- March 01, 2022
However, it has been much harder to get a sense of the real-world scale of the phenomenon. Is AI a perpetual technology of the future? Or is it starting to get a toehold?
A recently released Food and Drug Administration (FDA) database starts to get at that question. The Agency combed records to find every Agency-approved device using artificially intelligent technology. And it turns out there is substance to accompany the buzz. AI has taken off, with 100 devices approved last year alone amid the pandemic. However, numbers do not tell the whole story, says Eric Topol, Founder and Director of the Scripps Research Translational Institute, who is thought deeply about the AI effects in health care and believes there are more telling metrics. “It’s much more about innovation, validation and transformative impact,” he wrote to Future Pulse. “Few of these devices have prospective studies and publications with their data [to demonstrate their capabilities].”
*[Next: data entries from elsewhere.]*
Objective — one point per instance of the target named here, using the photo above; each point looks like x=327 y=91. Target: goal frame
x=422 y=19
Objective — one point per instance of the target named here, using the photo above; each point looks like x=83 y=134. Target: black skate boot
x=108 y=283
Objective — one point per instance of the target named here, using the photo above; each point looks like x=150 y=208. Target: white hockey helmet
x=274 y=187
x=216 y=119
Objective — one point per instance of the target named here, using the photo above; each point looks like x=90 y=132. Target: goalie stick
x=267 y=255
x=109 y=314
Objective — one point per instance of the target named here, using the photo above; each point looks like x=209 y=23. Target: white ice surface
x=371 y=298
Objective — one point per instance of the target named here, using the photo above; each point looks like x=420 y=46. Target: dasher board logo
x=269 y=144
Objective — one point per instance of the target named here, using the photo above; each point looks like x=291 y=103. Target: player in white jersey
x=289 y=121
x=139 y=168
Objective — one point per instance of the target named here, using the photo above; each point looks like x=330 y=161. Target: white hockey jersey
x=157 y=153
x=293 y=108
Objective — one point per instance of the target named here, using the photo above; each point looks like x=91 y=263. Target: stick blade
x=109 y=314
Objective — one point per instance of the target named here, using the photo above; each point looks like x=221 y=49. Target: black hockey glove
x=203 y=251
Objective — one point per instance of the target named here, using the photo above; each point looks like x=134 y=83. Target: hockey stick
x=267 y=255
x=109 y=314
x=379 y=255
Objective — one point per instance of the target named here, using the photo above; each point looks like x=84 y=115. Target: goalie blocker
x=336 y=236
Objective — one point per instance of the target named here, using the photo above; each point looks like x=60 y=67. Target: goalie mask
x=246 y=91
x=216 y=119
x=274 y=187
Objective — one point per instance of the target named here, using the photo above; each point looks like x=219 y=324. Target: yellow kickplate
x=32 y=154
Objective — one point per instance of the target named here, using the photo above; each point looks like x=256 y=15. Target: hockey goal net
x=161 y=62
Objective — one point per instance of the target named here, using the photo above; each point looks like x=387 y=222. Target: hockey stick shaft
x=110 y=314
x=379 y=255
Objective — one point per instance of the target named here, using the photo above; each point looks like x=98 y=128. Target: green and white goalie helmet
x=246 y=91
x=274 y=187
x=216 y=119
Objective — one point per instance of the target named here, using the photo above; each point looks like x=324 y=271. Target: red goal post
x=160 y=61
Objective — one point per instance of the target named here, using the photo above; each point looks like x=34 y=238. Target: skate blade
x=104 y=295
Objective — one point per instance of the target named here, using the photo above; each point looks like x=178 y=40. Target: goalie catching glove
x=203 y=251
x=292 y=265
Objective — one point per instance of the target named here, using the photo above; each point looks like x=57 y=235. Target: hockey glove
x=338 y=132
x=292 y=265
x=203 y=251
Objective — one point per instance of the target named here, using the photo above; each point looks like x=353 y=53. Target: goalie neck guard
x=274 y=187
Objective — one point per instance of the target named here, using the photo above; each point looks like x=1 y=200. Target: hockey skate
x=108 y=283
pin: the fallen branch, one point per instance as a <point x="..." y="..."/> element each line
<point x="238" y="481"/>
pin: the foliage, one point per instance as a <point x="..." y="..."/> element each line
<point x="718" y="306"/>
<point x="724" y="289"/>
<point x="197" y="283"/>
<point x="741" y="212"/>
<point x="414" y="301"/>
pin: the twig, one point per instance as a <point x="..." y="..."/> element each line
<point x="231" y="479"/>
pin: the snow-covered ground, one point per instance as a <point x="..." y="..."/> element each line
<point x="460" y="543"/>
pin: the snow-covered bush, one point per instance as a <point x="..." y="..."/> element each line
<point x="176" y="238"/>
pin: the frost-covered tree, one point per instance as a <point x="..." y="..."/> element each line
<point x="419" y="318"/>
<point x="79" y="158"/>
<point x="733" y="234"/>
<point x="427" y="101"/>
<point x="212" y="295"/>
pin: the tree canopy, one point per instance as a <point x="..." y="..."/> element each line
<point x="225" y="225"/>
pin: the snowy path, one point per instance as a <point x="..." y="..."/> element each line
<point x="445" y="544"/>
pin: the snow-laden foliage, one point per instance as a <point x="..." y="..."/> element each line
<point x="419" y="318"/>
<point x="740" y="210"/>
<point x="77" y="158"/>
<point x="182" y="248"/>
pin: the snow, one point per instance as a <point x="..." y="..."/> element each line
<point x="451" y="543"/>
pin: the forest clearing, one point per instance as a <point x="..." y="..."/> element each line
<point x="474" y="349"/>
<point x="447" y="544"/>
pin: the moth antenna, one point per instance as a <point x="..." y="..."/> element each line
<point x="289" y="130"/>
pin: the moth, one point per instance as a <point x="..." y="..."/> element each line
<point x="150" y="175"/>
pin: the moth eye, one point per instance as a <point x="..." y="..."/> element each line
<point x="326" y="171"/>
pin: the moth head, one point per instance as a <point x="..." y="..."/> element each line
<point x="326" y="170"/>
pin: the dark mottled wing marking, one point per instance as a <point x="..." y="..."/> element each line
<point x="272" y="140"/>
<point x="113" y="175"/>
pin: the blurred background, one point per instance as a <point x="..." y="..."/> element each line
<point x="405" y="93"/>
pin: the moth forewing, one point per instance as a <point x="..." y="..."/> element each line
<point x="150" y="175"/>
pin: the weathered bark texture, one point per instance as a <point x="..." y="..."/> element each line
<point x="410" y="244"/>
You can slice and dice the data in other ways. Here are the devices sorted by the area of medicine in which they’re used:
Radiology — the analysis of images — leads the pack, by far, like Usain Bolt in an Olympics final. That is no surprise, Topol says, as it is the “sweet spot of AI.”
The figures might also reflect why the FDA focuses on AI in radiology, said Bradley Merrill Thompson, a lawyer specializing in digital health with Epstein Becker & Green; the Agency has participated in multiple events recently to help inform its thinking. Recent FDA approvals include an AI-assisted prostate scan that is touted for both bringing down costs and increasing the accuracy and precision of MRIs looking for cancer.
However, transformative results in health care may have to wait. “We’re still at a very early stage,” said Topol.